Vingt mille lieues sous les mers | страница 123
Je veux parler de l’arbre à pain, très abondant dans l’île Gueboroar, et j’y remarquai principalement cette variété dépourvue de graines, qui porte en malais le nom de « Rima ».
Cet arbre se distinguait des autres arbres par un tronc droit et haut de quarante pieds. Sa cime, gracieusement arrondie et formée de grandes feuilles multilobées, désignait suffisamment aux yeux d’un naturaliste cet « artocarpus » qui a été très heureusement naturalisé aux îles Mascareignes. De sa masse de verdure se détachaient de gros fruits globuleux, larges d’un décimètre, et pourvus extérieurement de rugosités qui prenaient une disposition hexagonale. Utile végétal dont la nature a gratifié les régions auxquelles le blé manque, et qui, sans exiger aucune culture, donne des fruits pendant huit mois de l’année.
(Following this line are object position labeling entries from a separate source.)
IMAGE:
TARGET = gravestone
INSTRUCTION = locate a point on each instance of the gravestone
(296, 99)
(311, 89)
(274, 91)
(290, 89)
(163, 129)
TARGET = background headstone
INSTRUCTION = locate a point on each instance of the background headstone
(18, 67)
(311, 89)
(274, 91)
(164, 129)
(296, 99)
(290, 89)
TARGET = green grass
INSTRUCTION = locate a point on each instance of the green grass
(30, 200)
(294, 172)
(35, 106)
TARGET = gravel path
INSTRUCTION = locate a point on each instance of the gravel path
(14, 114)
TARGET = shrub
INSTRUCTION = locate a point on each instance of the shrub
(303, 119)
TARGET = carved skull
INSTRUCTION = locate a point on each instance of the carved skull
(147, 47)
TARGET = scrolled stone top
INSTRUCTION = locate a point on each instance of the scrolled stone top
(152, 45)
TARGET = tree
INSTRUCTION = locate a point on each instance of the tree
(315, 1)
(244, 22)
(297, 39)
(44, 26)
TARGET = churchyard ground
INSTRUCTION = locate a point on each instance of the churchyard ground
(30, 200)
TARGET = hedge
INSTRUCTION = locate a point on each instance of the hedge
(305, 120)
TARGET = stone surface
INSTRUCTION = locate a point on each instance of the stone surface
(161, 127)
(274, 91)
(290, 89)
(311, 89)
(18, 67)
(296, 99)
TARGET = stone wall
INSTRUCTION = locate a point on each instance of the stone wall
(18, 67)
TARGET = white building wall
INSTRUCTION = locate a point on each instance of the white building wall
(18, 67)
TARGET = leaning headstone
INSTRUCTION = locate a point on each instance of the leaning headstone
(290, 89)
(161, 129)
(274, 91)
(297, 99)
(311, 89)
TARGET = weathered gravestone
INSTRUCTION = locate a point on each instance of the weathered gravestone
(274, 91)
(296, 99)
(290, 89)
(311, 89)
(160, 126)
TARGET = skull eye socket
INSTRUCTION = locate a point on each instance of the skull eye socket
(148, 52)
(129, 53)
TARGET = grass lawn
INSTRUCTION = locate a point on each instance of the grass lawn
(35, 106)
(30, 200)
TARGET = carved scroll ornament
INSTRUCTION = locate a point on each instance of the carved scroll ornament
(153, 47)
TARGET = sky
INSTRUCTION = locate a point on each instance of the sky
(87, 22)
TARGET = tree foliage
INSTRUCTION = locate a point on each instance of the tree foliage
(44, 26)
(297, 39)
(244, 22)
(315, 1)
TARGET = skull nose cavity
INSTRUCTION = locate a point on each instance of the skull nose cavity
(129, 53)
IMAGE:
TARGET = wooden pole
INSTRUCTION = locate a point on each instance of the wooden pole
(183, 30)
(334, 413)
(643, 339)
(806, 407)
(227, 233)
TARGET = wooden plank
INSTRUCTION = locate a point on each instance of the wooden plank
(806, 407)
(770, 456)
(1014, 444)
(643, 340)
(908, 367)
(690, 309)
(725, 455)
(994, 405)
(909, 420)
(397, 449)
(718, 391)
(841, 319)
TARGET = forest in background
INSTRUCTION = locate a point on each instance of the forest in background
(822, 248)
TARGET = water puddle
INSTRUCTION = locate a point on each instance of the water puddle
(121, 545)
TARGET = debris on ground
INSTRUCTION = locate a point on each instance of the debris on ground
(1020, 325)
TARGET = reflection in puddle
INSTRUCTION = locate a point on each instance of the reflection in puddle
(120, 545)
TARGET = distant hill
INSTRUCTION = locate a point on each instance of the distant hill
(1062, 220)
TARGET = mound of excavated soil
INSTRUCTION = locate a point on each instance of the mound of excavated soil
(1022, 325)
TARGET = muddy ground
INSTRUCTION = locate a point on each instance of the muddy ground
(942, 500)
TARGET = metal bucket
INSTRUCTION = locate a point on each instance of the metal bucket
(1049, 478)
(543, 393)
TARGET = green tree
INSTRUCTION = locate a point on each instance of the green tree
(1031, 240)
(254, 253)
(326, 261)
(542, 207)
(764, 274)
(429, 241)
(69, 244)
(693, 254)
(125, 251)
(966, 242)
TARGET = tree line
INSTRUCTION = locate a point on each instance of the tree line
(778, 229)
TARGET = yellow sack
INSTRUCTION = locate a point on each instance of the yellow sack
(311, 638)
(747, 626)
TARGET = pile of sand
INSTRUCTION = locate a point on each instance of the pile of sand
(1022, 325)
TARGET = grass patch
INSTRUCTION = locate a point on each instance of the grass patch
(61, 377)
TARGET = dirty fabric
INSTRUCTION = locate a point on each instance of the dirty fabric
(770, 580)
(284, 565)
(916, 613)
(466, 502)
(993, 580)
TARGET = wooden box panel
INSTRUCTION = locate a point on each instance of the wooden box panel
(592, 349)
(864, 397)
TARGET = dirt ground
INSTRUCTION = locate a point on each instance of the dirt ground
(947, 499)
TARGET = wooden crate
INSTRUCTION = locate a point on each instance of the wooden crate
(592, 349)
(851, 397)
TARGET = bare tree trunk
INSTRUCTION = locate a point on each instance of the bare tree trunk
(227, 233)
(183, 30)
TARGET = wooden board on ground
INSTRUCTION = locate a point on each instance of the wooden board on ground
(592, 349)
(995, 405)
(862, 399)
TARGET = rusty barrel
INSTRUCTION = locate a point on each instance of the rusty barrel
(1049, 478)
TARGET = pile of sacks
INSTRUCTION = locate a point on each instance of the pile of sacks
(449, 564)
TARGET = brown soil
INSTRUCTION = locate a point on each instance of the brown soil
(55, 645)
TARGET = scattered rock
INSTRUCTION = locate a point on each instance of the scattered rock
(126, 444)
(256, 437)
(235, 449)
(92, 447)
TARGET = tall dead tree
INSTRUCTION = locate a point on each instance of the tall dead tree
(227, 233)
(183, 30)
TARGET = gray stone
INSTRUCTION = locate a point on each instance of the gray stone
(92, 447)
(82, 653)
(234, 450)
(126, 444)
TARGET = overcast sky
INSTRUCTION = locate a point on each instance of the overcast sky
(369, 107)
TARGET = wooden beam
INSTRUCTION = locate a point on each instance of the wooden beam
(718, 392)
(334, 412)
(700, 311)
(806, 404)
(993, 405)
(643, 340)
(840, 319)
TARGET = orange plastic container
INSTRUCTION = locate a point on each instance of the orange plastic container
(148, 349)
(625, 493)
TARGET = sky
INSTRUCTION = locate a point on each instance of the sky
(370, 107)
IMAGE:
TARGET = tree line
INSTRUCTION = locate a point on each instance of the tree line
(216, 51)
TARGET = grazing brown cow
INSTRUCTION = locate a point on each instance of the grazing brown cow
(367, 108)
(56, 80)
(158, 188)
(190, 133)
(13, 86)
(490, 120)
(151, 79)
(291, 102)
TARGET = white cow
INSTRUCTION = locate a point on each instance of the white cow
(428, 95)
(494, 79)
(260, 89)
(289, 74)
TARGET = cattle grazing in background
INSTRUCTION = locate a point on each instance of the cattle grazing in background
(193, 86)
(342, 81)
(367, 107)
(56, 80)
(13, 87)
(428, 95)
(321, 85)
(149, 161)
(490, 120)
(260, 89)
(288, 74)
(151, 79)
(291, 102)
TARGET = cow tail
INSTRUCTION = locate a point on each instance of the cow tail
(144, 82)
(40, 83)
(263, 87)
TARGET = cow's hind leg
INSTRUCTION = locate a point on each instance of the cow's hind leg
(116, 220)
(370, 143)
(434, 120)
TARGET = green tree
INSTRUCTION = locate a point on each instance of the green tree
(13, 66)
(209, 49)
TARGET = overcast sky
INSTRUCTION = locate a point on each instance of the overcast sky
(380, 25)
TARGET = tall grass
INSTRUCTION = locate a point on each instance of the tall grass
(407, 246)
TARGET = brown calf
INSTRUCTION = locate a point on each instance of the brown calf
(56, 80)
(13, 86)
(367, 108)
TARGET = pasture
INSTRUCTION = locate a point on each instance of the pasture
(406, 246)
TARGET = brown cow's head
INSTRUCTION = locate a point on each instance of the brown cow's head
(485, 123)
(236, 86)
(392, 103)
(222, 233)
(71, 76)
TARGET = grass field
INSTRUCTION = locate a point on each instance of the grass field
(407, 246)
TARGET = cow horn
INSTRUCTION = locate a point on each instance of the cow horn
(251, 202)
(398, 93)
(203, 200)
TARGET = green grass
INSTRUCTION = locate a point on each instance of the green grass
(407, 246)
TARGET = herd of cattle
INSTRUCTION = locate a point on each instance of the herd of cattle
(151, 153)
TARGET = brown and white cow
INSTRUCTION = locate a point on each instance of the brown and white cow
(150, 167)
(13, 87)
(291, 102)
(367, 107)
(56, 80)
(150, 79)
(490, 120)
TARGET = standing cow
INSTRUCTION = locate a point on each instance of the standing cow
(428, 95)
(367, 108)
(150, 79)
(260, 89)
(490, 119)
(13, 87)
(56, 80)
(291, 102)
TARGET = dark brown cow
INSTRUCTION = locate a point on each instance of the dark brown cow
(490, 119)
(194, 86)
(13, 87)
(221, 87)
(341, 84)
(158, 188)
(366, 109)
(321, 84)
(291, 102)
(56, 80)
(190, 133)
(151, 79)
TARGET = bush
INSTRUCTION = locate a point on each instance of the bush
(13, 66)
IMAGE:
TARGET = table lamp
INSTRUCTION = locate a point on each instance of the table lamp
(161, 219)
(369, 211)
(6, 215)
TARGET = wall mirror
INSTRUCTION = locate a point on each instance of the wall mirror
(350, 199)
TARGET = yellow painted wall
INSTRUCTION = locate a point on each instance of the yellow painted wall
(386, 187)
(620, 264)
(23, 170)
Ned Land les connaissait bien, ces fruits. Il en avait déjà mangé pendant ses nombreux voyages, et il savait préparer leur substance comestible. Aussi leur vue excita-t-elle ses désirs, et il n’y put tenir plus longtemps.
« Monsieur, me dit-il, que je meure si je ne goûte pas un peu de cette pâte de l’arbre à pain !
– Goûtez, ami Ned, goûtez à votre aise. Nous sommes ici pour faire des expériences, faisons-les.
– Ce ne sera pas long », répondit le Canadien.
Et, armé d’une lentille, il alluma un feu de bois mort qui pétilla joyeusement. Pendant ce temps, Conseil et moi, nous choisissions les meilleurs fruits de l’arto-carpus. Quelques-uns n’avaient pas encore atteint un degré suffisant de maturité, et leur peau épaisse recouvrait une pulpe blanche, mais peu fibreuse. D’autres, en très grand nombre, jaunâtres et gélatineux, n’attendaient que le moment d’être cueillis.
Ces fruits ne renfermaient aucun noyau. Conseil en apporta une douzaine à Ned Land, qui les plaça sur un feu de charbons, après les avoir coupés en tranches épaisses, et ce faisant, il répétait toujours :
« Vous verrez, monsieur, comme ce pain est bon.
– Surtout quand on en est privé depuis longtemps, dit Conseil.
– Ce n’est même plus du pain, ajouta le Canadien. C’est une pâtisserie délicate. Vous n’en avez jamais mangé, monsieur ?
– Non, Ned.
– Eh bien ! préparez-vous à absorber une chose succulente. Si vous n’y revenez pas, je ne suis plus le roi des harponneurs ! »
Au bout de quelques minutes, la partie des fruits exposée au feu fut complètement charbonnée. À l’intérieur apparaissait une pâte blanche, sorte de mie tendre, dont la saveur rappelait celle de l’artichaut.